Biology is Not Gender

Gender is a culturally negotiated process.

A child is born sexed (or more rarely, intersexed), but only acculturation can ascribe gender. The child learns to behave in the manner associated with his/her biological sex, either  masculine or feminine, in accordance with sociocultural praxis. Gender, like biological sex, has also historically been constructed by Western culture as a hard dichotomy, an either/or between masculine and feminine, and these genders were not given equal value. Traits perceived as ‘masculine’, such as activity, strength, and rationality, have been traditionally considered better than ‘feminine’ traits, like passivity, emotionalism, and compassion (Fausto-Sterling, 1992). The belief that there are inherent gender characteristics determined by biology was thus been used to assign ‘natural’ social roles, such as public labor and political authority for men, and domestic functions, including childcare, for women.
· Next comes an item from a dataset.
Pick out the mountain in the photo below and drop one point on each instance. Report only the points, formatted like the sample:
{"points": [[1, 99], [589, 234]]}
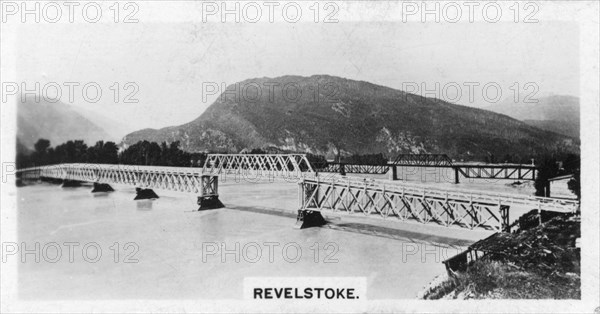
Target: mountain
{"points": [[559, 114], [335, 115], [56, 122]]}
At the dawn of feminism, one of the first shots fired in the battle for equality was to challenge the idea that gender (and therefore gender roles and gender norms) was hardwired into biological sex. Women, feminists argued, were not slaves to their biological sex. A uterus did not define what a human being was capable of.

wwii woman working

This was a hard message to get across, and is still resisted by many people even today.

Why?

In part, it is because the belief that women were inextricably linked to their bodies in a way men were not has its roots in the very heart of Western philosophical heritage (Schiebringer, 2000a; Butler, 1993; Wilshire, 1989). Philosophers, including Plato, Descartes, and Augustine, considered the body a ‘prison’ that ‘caged’ and limited the rational soul, creating a mythic split between mind/soul and body that became commonly known as Cartesian dualism. For millennia (and until relatively recently), philosophers argued that men were more aligned with the spiritual/mental aspects of this duality, while women were more associated with the body. Based on this ‘truism’, women were considered inherently inferior because of their close association with the emotional, animalistic body (Bordo, 1993; Shildrick and Price,1999; Spelman, 1999; Grosz, 1994).  Worse, women were not only allegorized as the Body, but their reproductive organs were believed to control them (Thompson, 1999). It was considered a fact that while men made choices by using their mind/soul, women did only what their uteruses made them do.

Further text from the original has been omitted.